Foundations are one type of nonprofit organization that brings vital resources to the many issues we care about through grantmaking. Through the following videos, learn what a foundation is and the purpose of community foundations (one foundation type). 

Foundations provide grants to nonprofits that serve the public good. A grant is a gift of money in any amount. Young people may be invited to serve on a grantmaking council at a foundation, and they are involved in the process of grantmaking. Since this money is intended to serve the public good, it is an important responsibility to be thoughtful about the process of grantmaking to make sure the gift goes to good use. 

Thoughtful Grantmaking

These questions may help a young person start thinking about how they want to impact their community through grantmaking.

  • What do I care about or want to change in the world? 
  • What does my community need and want (based on a needs assessment)?
  • What are some nonprofit organizations in your community?

Grantmaking Process

Young people make good grantmakers. They are thoughtful and make careful decisions about what is best for all. In the application review process, youth grantmakers learn how to analyze a budget, assess the feasibility of a project, and develop evaluation questions to determine impact. When needed, they do research on an issue or bring in experts to help them make good decisions about what to fund.
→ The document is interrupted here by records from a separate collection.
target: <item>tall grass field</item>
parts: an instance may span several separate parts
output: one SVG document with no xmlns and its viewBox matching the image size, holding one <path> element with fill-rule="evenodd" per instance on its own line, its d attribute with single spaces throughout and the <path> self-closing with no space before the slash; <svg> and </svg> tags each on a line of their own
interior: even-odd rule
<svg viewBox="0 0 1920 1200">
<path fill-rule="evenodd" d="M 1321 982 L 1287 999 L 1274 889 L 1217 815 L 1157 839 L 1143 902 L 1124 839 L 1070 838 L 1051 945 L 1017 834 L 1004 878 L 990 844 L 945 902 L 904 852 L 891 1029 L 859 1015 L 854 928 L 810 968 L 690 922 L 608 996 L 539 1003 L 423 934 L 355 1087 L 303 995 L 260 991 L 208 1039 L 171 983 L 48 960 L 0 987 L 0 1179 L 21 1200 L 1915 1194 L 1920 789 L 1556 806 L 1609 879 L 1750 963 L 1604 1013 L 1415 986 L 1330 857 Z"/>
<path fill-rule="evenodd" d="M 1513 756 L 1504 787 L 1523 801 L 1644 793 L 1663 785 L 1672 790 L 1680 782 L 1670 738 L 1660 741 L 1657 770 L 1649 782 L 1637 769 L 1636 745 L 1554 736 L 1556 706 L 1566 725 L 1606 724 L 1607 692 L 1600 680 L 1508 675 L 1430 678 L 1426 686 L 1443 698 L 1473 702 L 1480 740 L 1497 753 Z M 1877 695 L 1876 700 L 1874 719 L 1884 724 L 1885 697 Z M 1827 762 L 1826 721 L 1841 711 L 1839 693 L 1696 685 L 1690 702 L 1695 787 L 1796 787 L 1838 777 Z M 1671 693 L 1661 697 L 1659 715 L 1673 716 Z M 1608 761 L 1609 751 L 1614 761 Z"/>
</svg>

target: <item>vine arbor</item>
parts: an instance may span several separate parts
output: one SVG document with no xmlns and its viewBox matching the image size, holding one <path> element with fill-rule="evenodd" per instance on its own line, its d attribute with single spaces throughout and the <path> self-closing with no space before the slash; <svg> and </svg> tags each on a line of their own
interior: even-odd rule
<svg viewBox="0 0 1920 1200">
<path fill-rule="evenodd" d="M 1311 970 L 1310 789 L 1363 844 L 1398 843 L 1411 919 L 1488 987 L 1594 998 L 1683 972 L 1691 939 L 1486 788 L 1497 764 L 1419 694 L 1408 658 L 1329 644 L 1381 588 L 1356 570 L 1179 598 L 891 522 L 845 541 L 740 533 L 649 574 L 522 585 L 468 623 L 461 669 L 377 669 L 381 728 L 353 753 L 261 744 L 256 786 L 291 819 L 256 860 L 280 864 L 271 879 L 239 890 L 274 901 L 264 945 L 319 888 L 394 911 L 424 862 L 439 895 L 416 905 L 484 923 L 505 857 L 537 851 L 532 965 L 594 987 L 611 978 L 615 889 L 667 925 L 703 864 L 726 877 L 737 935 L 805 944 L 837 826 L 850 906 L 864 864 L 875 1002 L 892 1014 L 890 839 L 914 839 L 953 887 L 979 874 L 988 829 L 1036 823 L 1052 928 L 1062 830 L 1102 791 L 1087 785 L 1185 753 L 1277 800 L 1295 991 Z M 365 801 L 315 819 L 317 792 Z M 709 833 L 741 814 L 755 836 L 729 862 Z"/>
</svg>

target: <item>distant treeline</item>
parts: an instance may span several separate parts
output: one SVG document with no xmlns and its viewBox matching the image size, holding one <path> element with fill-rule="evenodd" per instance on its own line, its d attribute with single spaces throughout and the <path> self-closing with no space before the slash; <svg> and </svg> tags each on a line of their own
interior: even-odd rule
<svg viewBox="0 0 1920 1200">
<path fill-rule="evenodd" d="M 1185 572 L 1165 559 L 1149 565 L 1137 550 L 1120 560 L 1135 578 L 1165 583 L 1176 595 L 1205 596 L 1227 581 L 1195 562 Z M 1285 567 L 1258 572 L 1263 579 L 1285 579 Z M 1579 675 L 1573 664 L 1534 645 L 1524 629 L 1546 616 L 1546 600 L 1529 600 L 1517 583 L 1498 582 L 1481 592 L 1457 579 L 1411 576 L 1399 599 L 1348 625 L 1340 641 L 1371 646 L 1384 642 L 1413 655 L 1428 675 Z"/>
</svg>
The grants they fund may have specific requirements:

  1. must benefit youth
  2. must be part of a nonprofit 501c3
  3. must not fund hate in any form or be discriminatory against a particular group

Scoring Applications

When reviewing applications, it is helpful to have a scoring sheet (see below) with their criteria. The grant application must:

  • have clear goals
  • describe an appealing project
  • meet community needs
  • exhibit a desired activity
  • be well planned
  • be realistic
  • have a clear budget
  • make an impact
  • be sustainable
  • be inclusive


  1. After reviewing all the grant applications using this criteria, they discuss each application and listen to the feedback of everyone on the youth grantmaking council. This may take time and lots of discussion of pros and cons. 
  2. The youth council may conduct research about the needs or ask follow-up questions of the grant writer or visit the nonprofit. This can be a fun part of the due diligence process, and it helps to build a relationship between the funder and the grant recipient. 
  3. As a group, the youth come to a consensus on which grants to fund based on their criteria and budget. They may give partial grants, if desired. 
  4. Each foundation has an agreement form and requirements, such as a grant report and timeline. 


An important part of the process is reflection. This helps the grantmakers think about what they learned and the impact they made. After awarding the grants, young people can reflect on the following;

  • what went well
  • what they want to do next time
  • what skills they want to develop
  • who else they want to include

After the grant recipient has used the gift and completed the project, they share their report of how they spent the money and its effect on young people and the community. This information is valuable to review and reflect on as grantmakers make future decisions.